Post by ELT627 » Wed Jun 27, 2007 2:02 pm

I have been to reunions and conventions of all kinds, but I can honestly say I never have had as much fun as I did at this Madison Reunion. I would first like to thank Grady, Fred and Charline for their great efforts in putting it all together. When Grady became overloaded at work, Charline and Fred pulled it all together in such a way that it was a wonderful and memorial reunion. Everyone enjoyed the tours of the Sub Base and the Museum and the participation in the Tolling of the Boats was outstanding. Our gracious appreciation goes to the outgoing Commander of Groton Base of USSVI, John (Gumba) Carciapollo who understands the significance of remembering our shipmates who have paid the ultimate cost for their country.

We were so honored to have Dan and Vickie Ashley as our Honored Guests and to stand at the tolling of the Boats in their presence, understanding their loss and sharing it with them was a time I will never forget. How proud we are of them and of Joseph.

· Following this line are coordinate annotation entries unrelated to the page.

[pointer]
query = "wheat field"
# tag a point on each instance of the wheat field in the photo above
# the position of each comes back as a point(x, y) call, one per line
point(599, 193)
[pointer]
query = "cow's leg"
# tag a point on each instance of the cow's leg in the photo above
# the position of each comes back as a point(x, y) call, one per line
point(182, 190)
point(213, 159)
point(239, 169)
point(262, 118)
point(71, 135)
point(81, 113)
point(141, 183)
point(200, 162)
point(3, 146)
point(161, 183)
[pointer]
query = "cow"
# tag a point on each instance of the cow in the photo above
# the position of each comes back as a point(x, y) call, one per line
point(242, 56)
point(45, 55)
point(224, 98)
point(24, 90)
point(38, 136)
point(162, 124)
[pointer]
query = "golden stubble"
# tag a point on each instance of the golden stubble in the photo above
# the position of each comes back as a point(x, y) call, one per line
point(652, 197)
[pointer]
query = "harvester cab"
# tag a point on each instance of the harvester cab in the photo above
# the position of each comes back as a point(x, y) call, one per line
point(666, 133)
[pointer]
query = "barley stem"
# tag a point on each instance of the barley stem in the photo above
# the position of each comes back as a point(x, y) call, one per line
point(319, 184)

Dan and Vickie told some of their story and shared some of their loss with us at the banquet and I don't know when I have ever heard 70 submariners and their wives sit in such rapt silence. It touched every heart there and few tears were dry, but it was a testimony of the closeness of shipmates and demonstrated why we go to these reunions. Because in the past it could have been any one of us.

Grady's introduction of the Ashley's was more profound than I knew he was capable of and it really set the tone for the Ashley's to speak. He did a wonderful job and helped us to focus on the reality of the loss of another submariner and the way we always draw together to support one another.

On a personal side, I got to meet some of the wives who took care of my wife, who took her in, gave her rides to the hospital and supported her after I had been hit by the car in Port Canaveral. They are still the same caring, supportive wonderful people they were then and I am so happy to have gotten to know them.

After 23 days in intensive care in Cocoa Beach, the Navy had med-evaced me to Charleston and except for a pink lady volunteer, Sue Thompson, I had not seen any of my shipmates for 30 years and had not met most of the wives who helped during that time until this reunion.

The hospitality room flowed with no-shitters, the stories and the responses were typical submarine, but more poignant because many of them happened while you were there. It was a reunion to keep tucked in the memory banks and I am already looking forward to the next one.

If you have not noticed it, there is a poll posted for a location on the next reunion. While it seems a long time away, it is important to select a location soon and to begin to make the arrangements so we can obtain the best rates and venues while they are available.